Son avocat avait tenté de faire valoir que les tribunaux n’étaient pas compétents pour déterminer qui pouvait devenir député, arguant que la décision appartenait au Parlement lui-même.

Commentant ces développements politico-judiciaires, l’analyste Tessa Dooms a déclaré que la décision de la cour suprême pourrait être utilisée comme un outil de mobilisation par le parti MK de Zuma. « Je ne pense pas que l’arrêt du tribunal porte atteinte aux chances électorales du parti MK. Au contraire, cela lui donnera beaucoup de poids politique à une semaine des élections législatives du 29 mai», estime-t-elle.

Et d’expliquer que MK est le parti de Jacob Zuma, qu’il soit ou non candidat aux élections, arguant que ses partisans et électeurs potentiels ne sont pas seulement motivés à voter pour lui, mais aussi contre le Congrès National Africain (ANC au pouvoir) qui les a déçus.

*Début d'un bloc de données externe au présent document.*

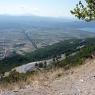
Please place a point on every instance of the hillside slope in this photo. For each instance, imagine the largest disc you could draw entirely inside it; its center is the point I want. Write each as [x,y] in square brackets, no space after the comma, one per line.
[77,81]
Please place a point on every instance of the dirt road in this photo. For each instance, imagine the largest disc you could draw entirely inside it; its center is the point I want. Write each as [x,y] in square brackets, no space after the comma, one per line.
[81,81]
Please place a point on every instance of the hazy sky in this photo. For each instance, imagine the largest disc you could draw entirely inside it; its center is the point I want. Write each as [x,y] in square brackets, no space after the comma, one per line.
[52,8]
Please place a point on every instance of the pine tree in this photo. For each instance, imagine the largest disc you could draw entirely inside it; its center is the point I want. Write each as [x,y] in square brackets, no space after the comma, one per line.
[85,11]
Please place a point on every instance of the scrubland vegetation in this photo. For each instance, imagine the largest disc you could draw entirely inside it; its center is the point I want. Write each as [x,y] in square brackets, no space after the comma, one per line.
[76,51]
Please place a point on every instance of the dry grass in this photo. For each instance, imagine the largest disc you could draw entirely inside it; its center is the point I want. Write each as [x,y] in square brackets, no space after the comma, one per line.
[41,78]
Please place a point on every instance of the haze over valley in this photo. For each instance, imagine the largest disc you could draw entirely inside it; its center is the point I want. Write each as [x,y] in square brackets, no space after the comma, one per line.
[23,34]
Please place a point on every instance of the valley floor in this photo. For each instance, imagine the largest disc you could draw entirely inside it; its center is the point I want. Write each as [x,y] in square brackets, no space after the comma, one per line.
[77,81]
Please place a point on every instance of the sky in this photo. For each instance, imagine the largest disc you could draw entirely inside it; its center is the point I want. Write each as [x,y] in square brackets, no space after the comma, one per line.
[48,8]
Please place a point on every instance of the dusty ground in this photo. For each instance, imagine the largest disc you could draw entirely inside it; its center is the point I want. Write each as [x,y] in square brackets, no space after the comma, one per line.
[79,81]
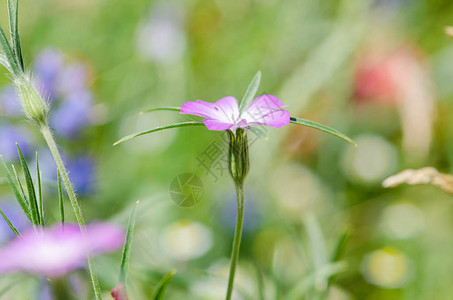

L’analyste politique Dirk Kotze estime, de sons côté, que la décision de la cour constitutionnelle n’aurait probablement que peu d’impact sur les projets électoraux du parti MK. "Je pense qu’en fin de compte, cela n’aura pas un impact aussi important sur MK parce que cela ne disqualifiera pas Jacob Zuma d’être le chef du parti», relève-t-il.

Un autre analyste politique, Levy Ndou, a déclaré que l’avenir du parti dépendait de l’approche future de Zuma, notant qu’à huit jours des législatives, l’ancien Président a encore la possibilité de faire appel de la décision devant le même tribunal.

Les détracteurs de l’ex-président, eux, ont salué la décision de la Cour constitutionnelle qui intervient à quelques jours seulement des élections du 29 mai qui s’annoncent décisives et pour le parti au pouvoir, l’ANC, et pour l’avenir du pays. C’est le cas du groupe de pression le «Conseil pour l’avancement de la Constitution» (CASAC), qui a averti que la décision du tribunal électoral d’autoriser Zuma à briguer un siège lors des prochaines élections «avait des implications pour l’État de droit et la séparation des pouvoirs en Afrique du Sud».

L’effet de cette décision est que même si Zuma peut apparaître sur les affiches électorales de son parti MK et être le visage sur le bulletin de vote, il ne pourra pas occuper un siège au Parlement. Le sulfureux ex-président peut, toutefois, continuer à diriger le parti par d’autres moyens.